流星に歌へ愛の詩

2.

<さゆ・ニールセン>
 のりちゃんのネトストをする日々が帰ってきた。Twitterという文化が、それに拍車をかけていた。
 のりちゃんはいわゆるツイ廃とまではいかないが、毎日数回、呟いていた。内容は、創作に関することが7割、残りの3割は、仕事や趣味についてのものだった。
 Twitterに張り付いていてわかったことだが、のりちゃんは私とそう年の変わらない女性のようだった。少し、年上かもしれない。仕事は、定職にはついていないように見えた。あまり詳しいことまで書いてくれないのでわからないが、おそらく飲食系の、サービス業なんじゃないかと私は睨んでいた。
 ある日、いつものように電車の中でTwitterを開いたら、のりちゃんのツイートがちょうどタイムラインの一番上に表示されていた。

『夏コミ受かりましたー! やったー♪ 新刊持っていきますので、よかったら遊びに来て下さいね!』

 夏コミ! 新刊!
 私は山手線のシートからぴょんと浮かび上がりそうになった。それくらい、興奮した。
 のりちゃんに会えるかもしれない。どんな人か見れるんだ! 直接、新刊を手渡してもらえたりして……。
 ドキドキしているうちに、のりちゃんのツイートにいいねの数が増えていく。相変わらず、人気者だ。

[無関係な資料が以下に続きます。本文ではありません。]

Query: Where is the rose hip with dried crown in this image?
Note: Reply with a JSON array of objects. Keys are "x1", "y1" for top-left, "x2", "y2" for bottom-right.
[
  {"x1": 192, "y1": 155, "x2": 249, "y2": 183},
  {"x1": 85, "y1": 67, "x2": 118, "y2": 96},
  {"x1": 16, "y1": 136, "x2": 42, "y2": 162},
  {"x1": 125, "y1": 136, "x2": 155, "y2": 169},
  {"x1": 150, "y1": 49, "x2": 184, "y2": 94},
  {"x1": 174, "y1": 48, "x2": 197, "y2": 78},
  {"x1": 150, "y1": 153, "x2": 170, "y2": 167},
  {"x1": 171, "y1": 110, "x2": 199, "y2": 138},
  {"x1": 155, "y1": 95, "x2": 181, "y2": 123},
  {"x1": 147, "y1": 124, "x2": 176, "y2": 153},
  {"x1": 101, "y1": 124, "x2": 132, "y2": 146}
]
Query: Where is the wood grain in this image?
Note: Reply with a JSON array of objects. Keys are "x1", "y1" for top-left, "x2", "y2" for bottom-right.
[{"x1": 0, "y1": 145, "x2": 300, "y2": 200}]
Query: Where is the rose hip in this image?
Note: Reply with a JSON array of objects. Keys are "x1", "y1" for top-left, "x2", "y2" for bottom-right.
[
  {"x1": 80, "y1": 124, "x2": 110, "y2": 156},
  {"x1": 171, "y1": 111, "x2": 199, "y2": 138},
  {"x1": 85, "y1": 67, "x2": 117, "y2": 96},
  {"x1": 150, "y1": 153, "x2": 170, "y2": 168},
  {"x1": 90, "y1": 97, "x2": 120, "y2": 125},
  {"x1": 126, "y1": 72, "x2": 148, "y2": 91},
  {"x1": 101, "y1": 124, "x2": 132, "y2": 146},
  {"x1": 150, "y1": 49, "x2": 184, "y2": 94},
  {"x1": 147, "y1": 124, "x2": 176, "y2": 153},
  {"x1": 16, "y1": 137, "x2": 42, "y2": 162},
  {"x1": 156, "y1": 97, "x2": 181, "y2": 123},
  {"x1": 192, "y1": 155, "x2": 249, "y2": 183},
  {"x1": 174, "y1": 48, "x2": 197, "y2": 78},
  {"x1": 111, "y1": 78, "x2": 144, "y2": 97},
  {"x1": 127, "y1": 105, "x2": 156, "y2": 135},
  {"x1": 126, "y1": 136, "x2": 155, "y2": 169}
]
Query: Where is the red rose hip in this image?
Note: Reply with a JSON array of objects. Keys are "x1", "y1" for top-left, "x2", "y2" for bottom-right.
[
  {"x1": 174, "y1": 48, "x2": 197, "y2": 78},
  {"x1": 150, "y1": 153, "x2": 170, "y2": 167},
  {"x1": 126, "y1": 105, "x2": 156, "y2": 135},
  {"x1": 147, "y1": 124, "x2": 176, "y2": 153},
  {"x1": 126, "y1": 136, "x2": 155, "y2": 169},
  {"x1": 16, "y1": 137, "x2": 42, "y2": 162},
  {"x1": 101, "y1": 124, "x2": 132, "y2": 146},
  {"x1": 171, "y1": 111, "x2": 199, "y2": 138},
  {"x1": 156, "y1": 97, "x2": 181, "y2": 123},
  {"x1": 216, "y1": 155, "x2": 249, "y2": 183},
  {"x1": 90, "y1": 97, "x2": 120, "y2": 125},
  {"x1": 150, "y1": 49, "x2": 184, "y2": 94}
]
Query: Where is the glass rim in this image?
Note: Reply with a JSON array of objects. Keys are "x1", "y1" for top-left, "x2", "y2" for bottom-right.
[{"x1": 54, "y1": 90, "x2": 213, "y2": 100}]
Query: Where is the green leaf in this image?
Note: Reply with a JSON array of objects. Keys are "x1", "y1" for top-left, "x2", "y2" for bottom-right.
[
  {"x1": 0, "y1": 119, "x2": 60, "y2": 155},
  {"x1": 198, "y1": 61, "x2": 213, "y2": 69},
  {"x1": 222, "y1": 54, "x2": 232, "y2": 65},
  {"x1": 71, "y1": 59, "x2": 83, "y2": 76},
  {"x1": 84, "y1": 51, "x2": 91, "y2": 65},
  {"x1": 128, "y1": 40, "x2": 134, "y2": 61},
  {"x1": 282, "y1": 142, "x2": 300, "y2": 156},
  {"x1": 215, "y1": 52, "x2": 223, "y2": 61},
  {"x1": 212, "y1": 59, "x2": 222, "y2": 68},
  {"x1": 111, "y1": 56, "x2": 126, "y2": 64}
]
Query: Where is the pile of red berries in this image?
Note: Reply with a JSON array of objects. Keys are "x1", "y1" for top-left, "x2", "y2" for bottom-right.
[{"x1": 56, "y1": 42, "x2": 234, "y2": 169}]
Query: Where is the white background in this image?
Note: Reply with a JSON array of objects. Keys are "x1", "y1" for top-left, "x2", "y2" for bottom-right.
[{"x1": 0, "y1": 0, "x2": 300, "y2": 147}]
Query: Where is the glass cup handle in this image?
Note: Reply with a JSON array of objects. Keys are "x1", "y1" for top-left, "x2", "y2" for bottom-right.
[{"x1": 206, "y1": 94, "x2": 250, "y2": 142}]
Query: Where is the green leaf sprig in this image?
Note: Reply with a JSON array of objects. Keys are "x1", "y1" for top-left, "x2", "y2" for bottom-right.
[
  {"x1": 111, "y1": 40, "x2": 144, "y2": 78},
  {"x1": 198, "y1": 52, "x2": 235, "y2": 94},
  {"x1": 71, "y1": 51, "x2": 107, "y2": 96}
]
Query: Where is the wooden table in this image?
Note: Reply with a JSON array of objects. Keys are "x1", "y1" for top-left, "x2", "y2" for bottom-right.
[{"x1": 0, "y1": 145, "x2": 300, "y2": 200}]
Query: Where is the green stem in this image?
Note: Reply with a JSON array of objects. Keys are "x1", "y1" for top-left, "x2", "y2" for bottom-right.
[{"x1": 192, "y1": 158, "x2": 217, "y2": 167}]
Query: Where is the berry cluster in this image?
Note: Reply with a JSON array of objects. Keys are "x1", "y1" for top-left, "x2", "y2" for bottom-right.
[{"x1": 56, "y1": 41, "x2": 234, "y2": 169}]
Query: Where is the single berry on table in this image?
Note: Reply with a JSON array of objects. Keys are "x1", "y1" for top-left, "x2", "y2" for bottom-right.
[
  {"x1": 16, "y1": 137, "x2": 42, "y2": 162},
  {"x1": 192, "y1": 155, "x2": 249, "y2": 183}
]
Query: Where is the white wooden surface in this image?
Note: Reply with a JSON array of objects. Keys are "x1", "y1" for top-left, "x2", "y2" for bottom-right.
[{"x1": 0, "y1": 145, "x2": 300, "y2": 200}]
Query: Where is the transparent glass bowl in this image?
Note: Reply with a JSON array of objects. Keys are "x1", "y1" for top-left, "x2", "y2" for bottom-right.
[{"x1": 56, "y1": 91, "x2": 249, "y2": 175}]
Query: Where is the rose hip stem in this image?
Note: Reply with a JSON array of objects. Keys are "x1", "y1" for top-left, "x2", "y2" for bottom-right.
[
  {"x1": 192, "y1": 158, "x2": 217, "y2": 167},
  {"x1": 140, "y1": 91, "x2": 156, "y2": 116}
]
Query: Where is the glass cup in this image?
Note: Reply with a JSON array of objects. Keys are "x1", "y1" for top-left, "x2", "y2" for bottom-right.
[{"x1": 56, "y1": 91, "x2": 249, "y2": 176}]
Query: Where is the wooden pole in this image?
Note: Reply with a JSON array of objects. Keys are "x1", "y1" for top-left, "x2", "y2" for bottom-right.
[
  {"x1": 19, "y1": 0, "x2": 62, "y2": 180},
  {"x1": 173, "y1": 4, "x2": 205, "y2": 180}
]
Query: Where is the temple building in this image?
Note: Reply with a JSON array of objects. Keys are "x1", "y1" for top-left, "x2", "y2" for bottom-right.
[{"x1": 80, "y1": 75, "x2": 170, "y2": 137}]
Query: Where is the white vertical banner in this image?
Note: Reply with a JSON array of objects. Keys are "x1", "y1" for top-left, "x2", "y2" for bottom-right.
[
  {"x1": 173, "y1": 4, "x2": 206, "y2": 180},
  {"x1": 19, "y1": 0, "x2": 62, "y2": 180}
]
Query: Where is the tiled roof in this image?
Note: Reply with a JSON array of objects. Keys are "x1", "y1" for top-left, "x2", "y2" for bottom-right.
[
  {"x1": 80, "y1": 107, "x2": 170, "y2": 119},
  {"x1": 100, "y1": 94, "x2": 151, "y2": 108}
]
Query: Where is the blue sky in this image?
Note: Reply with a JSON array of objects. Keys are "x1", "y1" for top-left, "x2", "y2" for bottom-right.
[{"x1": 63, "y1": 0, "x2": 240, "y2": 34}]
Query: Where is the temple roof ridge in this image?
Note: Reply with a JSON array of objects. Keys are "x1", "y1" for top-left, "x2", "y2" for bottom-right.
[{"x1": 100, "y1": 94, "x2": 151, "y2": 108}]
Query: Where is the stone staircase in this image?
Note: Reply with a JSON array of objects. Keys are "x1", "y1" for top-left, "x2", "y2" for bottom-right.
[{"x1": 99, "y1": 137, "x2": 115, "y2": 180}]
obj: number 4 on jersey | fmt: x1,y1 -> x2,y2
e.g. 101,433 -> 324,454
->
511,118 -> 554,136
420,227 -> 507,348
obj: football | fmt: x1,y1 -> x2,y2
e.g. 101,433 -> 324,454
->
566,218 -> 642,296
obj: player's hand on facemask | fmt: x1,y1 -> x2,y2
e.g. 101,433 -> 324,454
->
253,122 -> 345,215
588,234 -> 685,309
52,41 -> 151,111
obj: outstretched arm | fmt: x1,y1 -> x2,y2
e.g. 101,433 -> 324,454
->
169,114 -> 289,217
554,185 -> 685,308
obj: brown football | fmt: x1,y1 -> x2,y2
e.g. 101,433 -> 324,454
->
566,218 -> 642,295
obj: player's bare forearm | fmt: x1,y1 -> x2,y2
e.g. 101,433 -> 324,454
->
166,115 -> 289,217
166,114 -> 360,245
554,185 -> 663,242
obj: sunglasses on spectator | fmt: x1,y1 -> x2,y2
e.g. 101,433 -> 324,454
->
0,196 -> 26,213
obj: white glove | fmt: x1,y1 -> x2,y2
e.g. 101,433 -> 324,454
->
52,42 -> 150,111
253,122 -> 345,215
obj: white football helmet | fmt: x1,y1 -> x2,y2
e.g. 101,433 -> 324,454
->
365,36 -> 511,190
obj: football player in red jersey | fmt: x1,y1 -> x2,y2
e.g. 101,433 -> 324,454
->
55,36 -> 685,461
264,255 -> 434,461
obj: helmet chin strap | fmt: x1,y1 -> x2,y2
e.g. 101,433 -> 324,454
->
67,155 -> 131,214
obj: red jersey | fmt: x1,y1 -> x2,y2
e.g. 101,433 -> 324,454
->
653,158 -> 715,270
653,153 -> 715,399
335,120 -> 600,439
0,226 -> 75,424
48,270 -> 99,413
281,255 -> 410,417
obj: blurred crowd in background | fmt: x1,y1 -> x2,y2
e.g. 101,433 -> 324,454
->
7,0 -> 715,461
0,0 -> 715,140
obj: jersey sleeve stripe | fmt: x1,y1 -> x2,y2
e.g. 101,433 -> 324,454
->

私は自分のことのように嬉しくなりながら、ハートマークをタップした。

         ◇

水沢かの莉みずさわかのり
 今年の夏は、半端ない。何が半端ないって、暑さがパない。
 人前に出るからと、張り切って新調したレースのトップスの脇が、汗染みになっていないか、こっそり横目でチェックする。
 サークルチケットを渡して手伝いに来てもらった友人たちと、ワイワイ喋りながら設営を終えると、私は暑さに負けて早々に椅子に座り込んだ。挨拶回りとか行きたいけど、ちょっと休憩。
 カバンの中からスマホを取り出すと、Twitterのアプリを開く。リプライに一通り目を通し、一つ一つ、返信。ほとんどが、今日買いに行きますという嬉しいコメントだ。
 10時になって音楽が流れ、拍手する。いつもの流れを今日も無事に迎えられたことに、ホッと一息。
 一般参加の人々が続々と会場に流れ込んできて、そこここに人の列、塊、列、塊。
 テトリスみたい、とぼんやり眺めていると、私のスペースにも人が来た。
「あの。新刊と、これとこれと、あとこれも下さい」
 声優さんみたいな綺麗な声が、頭上から降ってくる。見ると、マッキンキンの金髪をふわふわと肩の上で跳ねさせた、すらりとした美女が私を見下ろしていた。
 えっ、外国の人?
 びっくりして一瞬時が止まった。美女は頬を赤く染めながら、私と、私の本の間で目を泳がせている。あ、接客しなくちゃ。我に返って、彼女が指差した本を確認してから、答えた。
「ええと……ってことは全部、ですね……」
 彼女はますます赤くなって、「あ、そうですね……すみません」と消え入りそうな美声で答えた。よく見たら、瞳は少し薄いが黒色だし、話しているのは完璧に日本語だ。どうして外国人だと思ったんだろう。金髪なんてレイヤーで見慣れているのに。鼻が高くて、色が白いからだろうか。
 値段を告げながら重ねた本を差し出すと、彼女はお金を渡してくれながら、「いつも作品読ませてもらってます、これからも頑張ってください」と震える声で言った。
「ありがとうございます。がんばります」
 ネイルサロンの広告に出てきそうな、白くて細い指を見ながら返事をする。男じゃなくても、美人に声をかけられると嬉しいものだなぁ。ぼんやりそんなことを思いながら、遠ざかる彼女の背中を見送った。
 数十分後、持ってきた本がほとんどはけた頃、また彼女が戻ってきた。困ったような顔で近づいてくる彼女に気づき、もしや何かクレームでも付けられるのかと警戒していたら、スペースの前に立った彼女はこう言った。
「あの、あの。すみません、また来て。あの……あのこれっ」
 あのって何回言うのかなぁと思いながら聞いていたら、ピンクの封筒を差し出された。私の大好きなディズニーキャラクターの便箋だ。
「あの、ファンレターって言うか……あの、迷惑じゃ無かったら……読んでください、すみません」
 学生時代、部活でやってた剣道の試合みたいな礼をキメると(彼女も剣道をやってたのだろうか)、私の返事も待たずに彼女は小走りに走り去ってしまった。びっくりするほど高いヒールの靴と、短いスカートがキレイな脚を強調している。あんな靴でよく走れるなあ、と感心しながら手紙に目を落とした。
 感想です、と言って手紙をもらうことはたまにあったけど、ファンレターって言われたのは初めてだった。なんだかすごく、照れ臭い。
「ファンレターだって〜。すごいじゃん」
 売り子を手伝ってくれていた友人が、背後から揶揄うように声をかけてくる。
「うるさいなあ」
 人前で読むのは気が引けたから、帰ってから読むことにして、カバンの中に封筒をしまった。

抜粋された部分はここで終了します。